Jeśli chodzi o mnie to ja się nie rozczulałem.
W ogóle takich piłkarskich bandytów to powinno się karać tak,żeby mieli nauczkę do końca kariery.
Czyli za każdy brutalny faul (nawet ten przypadkowy) zawodnik powinien być wyrzucony z drużyny np? Kolego, piłka to nie jest balet. Jednemu coś się stanie, drugiemu nie. Jeżeli zawodnik, który faulował pójdzie do np. szpitala i przeprosi za faul drugiego to chyba możemy się domyślać, że nie zrobił tego specjalnie i wie, że popełnił błąd. Jak już Cię koledzy wyżej podsumowali, nie ma gry "trochę agresywnej", albo drużyna gra agresywnie, albo nie.

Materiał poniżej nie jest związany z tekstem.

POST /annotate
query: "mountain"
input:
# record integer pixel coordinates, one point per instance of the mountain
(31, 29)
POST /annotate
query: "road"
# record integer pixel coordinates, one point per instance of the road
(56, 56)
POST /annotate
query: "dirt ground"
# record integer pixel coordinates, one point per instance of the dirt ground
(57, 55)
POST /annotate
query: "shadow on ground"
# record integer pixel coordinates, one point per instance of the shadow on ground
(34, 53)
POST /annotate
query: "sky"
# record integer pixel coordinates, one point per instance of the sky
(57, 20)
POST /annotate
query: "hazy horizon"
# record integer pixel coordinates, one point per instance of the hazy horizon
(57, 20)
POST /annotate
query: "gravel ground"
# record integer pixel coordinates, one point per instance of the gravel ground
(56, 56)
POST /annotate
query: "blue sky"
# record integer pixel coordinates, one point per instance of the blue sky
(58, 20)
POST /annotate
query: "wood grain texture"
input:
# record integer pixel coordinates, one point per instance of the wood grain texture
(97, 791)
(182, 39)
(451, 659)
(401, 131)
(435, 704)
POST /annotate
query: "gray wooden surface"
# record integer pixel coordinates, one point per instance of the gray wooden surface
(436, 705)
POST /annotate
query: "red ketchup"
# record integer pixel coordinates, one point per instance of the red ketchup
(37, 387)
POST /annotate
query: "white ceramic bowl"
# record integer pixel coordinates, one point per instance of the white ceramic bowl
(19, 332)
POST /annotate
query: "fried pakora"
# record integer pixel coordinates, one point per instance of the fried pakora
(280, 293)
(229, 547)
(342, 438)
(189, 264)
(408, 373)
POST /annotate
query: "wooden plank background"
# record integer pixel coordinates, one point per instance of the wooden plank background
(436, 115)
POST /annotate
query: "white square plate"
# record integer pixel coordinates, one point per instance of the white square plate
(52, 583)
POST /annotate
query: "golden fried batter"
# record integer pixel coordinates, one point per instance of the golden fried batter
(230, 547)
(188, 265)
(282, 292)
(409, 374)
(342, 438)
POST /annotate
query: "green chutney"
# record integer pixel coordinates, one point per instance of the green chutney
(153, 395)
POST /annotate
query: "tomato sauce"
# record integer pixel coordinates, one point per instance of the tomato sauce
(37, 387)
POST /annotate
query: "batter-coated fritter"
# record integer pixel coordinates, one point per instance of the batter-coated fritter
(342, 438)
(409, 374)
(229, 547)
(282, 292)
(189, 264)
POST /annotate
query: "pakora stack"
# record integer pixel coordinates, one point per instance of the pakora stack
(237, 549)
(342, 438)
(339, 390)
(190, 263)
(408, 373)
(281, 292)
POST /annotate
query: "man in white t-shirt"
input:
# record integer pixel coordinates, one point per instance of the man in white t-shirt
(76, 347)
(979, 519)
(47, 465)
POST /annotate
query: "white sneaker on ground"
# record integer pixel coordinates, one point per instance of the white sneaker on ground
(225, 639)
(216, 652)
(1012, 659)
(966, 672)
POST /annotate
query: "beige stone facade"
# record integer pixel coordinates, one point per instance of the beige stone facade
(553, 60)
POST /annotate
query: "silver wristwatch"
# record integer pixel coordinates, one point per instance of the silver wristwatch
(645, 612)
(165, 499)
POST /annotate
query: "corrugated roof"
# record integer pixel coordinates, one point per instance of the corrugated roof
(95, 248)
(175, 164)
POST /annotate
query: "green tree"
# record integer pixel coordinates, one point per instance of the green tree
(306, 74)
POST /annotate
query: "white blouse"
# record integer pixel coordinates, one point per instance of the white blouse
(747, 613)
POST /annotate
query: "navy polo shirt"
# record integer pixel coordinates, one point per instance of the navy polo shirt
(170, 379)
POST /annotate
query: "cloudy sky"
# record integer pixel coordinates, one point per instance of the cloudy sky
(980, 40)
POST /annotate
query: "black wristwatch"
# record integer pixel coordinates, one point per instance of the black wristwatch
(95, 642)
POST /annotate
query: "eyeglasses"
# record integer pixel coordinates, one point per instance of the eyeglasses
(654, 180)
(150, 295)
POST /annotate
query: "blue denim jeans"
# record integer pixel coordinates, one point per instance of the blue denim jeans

To, że wolisz klepkę Barcy nie znaczy, że musisz krytykować futbol drużyn z Angli.
Ja także podzielam zdanie
Nederland'a i również wolę piłkę nożną, w której coś się dzieje, bo moim zdaniem to co robi Barca jest nudne. Rozumiem, drużyna klasy światowej, wygrywają wszystkie mecze, ale to w lidze angielskiej można przeżyć prawdziwe emocje. Tutaj w każdej sekundzie może się coś wydarzyć. A Barcelona? Ustali wynik w pierwszej połowie i klepka do końca meczu..
Pozdrawiam normalnych kibiców;)
Przywołałeś faul na Eduardo da silvie. Tym chcesz pokazać, że w Anglii są brutalni piłkarze?
Mylisz się mój drogi. To, że grają twardo i czasem niestety za późno zrobi wślizg to nie jest jego brutalność. Jeżeli nie robi tego specjalnie to nie osądzaj go bezpodstawnie;)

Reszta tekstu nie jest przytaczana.